In September 2026, a wreck believed to be the F/V Mistress, a fishing vessel that sank near Block Island in 2019, was located approximately 50 feet (15 m) from one of the wind farm's turbines.

==Operation==
During a major winter storm in March 2017, the turbines functioned as designed, automatically cutting out when the wind speed reached 55 mph. After the wind speed had topped out at about 69 mph, they resumed production again once the speed went below the cut-off threshold.

The project also provided jobs for the state of Rhode Island, employing welders, workers during assembly of the wind turbines, and divers.

Since its construction, the project site has undergone regularly scheduled maintenance. According to the company, much of these repairs happen in the summer. U.S.-flagged liftboats are used on the project site to both provide accommodations for workers and serve as a platform for performing routine maintenance.

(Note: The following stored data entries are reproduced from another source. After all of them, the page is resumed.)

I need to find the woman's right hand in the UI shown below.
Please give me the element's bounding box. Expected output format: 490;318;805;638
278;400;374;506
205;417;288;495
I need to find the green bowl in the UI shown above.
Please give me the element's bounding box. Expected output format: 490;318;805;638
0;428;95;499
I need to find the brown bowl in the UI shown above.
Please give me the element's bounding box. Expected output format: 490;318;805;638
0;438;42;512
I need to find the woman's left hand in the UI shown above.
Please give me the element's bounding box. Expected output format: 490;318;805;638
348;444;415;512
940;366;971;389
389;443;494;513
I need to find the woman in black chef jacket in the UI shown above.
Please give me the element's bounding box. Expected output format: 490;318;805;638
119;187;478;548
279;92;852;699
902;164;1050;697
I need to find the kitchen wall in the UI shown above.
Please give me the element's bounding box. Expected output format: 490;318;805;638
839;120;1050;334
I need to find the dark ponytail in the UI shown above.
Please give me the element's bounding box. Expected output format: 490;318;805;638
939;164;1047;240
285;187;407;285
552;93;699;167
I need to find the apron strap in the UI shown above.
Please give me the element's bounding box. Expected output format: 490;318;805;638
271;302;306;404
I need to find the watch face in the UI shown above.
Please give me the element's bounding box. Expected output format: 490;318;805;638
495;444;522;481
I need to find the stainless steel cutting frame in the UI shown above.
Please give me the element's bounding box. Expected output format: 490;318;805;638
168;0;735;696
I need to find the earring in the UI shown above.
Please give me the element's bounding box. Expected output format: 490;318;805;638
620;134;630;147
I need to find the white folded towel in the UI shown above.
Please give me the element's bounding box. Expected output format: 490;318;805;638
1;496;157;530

The Block Island Wind Farm has experienced multiple issues, causing it to fail to perform on some occasions. Problems include turbine stress fatigue on four of the five turbines and erosion exposing the underwater cables that took the power to the mainland. The combination of the issues resulted in extensive shutdowns in the summer of 2021 for repairs and safety inspections. Four of the five wind turbines at the farm were offline for at least two months.

Island residents generally welcomed the activation of the wind farm and the grid connection. Power on Block Island had previously been provided by diesel generators, which created soot that dirtied neighbors' curtains, and noise that blotted out birdsong. Electricity costs dropped by about a third with the switch from shipped-in diesel to grid power. The fuel switch prompted local utility to sell to its own customers and become a cooperative. Starting in November 2025, the Block Island Utility District does not procure any electricity from the wind farm and instead purchases 100% renewable energy from other resources.